女童玩偶依舊慢慢地,磕磕絆絆地朝他走去,甚至低着頭專心看路。

眼鏡男咽了咽唾沫,指甲已經掐進了他的掌心,真實的疼痛帶來一點意外的清醒。他依舊在吼着:“你滾開啊!”他的聲音慢慢沙啞,“不要過來,不要再過來了!不……不要殺我……”

走得再慢,也不過是那麼十幾米的距離罷了。

穿着紅裙子的女童玩偶站在了他的面前。

眼鏡男的臉上身上已經滿是冷汗,他發著抖,嘴唇顫抖着發出細弱的聲音:“你……想要……做什麼……不、不……”

女童玩偶歪了歪頭,那兩顆黑漆漆的玻璃珠子,像是真正的眼睛一樣,倒映着眼鏡男的身影。

“眼睛。”玩偶說,“我想要,眼睛。”

眼鏡男,以及那些暗中觀察的直播間觀眾們,背後刷地一下出了一層薄汗。

徐北盡的直播間裏,當即刷屏一樣地略過無數彈幕。明明只有四個觀眾,卻刷出了千軍萬馬的氣勢。

“啊啊啊——”

“護眼護眼護眼。”

“小姑娘家家的長得好看,說話咋恁滲人呢!”

“我剛剛丟臉地尖叫了一聲。好在這個眼鏡比我還誇張哈哈哈哈哈。”

“下意識捂住了自己的眼睛……哭了,我點進遊戲區不是想看恐怖遊戲直播的。

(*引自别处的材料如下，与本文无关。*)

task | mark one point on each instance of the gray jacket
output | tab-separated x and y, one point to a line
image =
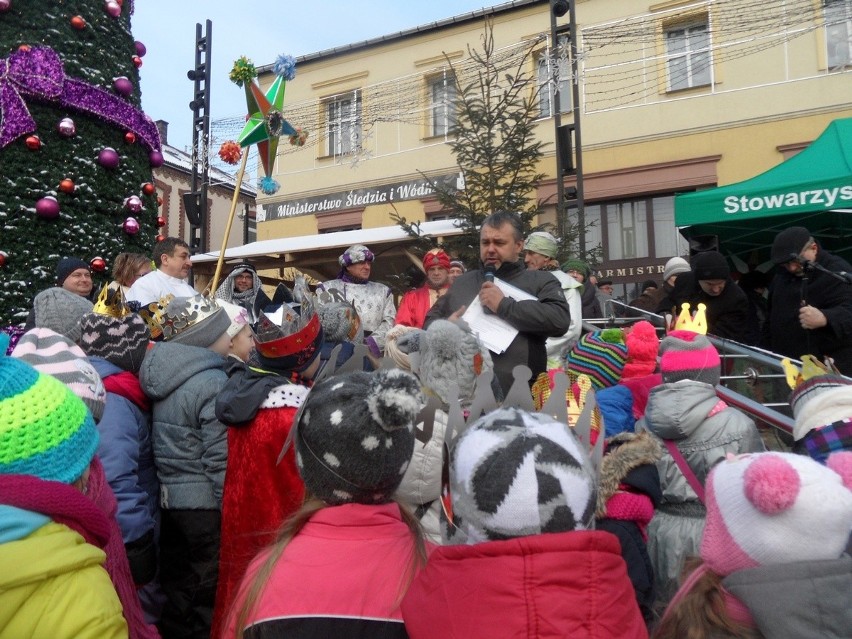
190	444
802	599
679	411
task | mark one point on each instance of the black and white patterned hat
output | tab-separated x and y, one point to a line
515	473
355	435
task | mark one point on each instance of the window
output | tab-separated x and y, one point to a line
688	56
838	32
343	124
442	104
551	73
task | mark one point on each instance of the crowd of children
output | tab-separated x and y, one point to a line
200	469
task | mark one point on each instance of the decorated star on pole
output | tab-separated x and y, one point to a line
265	123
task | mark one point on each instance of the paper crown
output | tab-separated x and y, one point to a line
696	322
111	302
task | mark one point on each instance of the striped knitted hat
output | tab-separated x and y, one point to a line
55	355
47	432
688	355
600	355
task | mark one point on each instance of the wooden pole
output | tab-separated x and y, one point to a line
215	281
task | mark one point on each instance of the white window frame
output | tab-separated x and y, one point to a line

”

“那你出去啊!”

“我死也不看恐怖遊戲直播……真好看,嘿嘿。”

“主要是,主播一直不說話,我好慌啊。”

“對哦,主播呢?”

“你們快多刷點彈幕讓我忘了玩偶的眼睛什麼什麼的……”

“主播不會是在掛機……吧?”

“文明你我他。”

“不對啊,剛剛主播不是還給我們切視角了嗎?”

“主播這是在給我們放電影?”

“怎麼跟啞巴一樣啊……這都開始直播多久了,主播連一句話都沒說過!”

看着直播間裏的彈幕呼喚着主播,徐北盡不為所動,仍舊保持着沉默。

主要原因是因為他身邊有人。

不說林檎,馬尾妹子和杠精也在低聲討論着什麼,似乎是在研究接下來應該怎麼辦。他們時不時還看徐北盡一眼,而徐北盡也只能保持着深不可測的微笑,不為所動地坐在那兒。

有他們在,徐北盡自然不敢和觀眾們說話。

另外……徐北盡其實有點煩惱怎麼和觀眾們解釋。觀眾們現在是把他當成了玩家,但是他並不是普遍意義上的那種玩家。

更加令他為難的是,主腦是不允許他們這些扮演者,對外透露身份的。

主腦會隨時監測扮演者的扮演情況,任何與扮演、NPC、任務等等有關的話語,只要在主觀上有透露自己身份的嫌疑,都會直接被禁言。

主腦雖說呆板機械了一點,但是在這方面還是很有一手的。

徐北盡不說話,觀眾們也感到無趣。有一個觀眾更是直接無聊到離開了直播間。仍舊堅守在直播間裏的三個觀眾,就將注意力集中到了眼鏡男那邊。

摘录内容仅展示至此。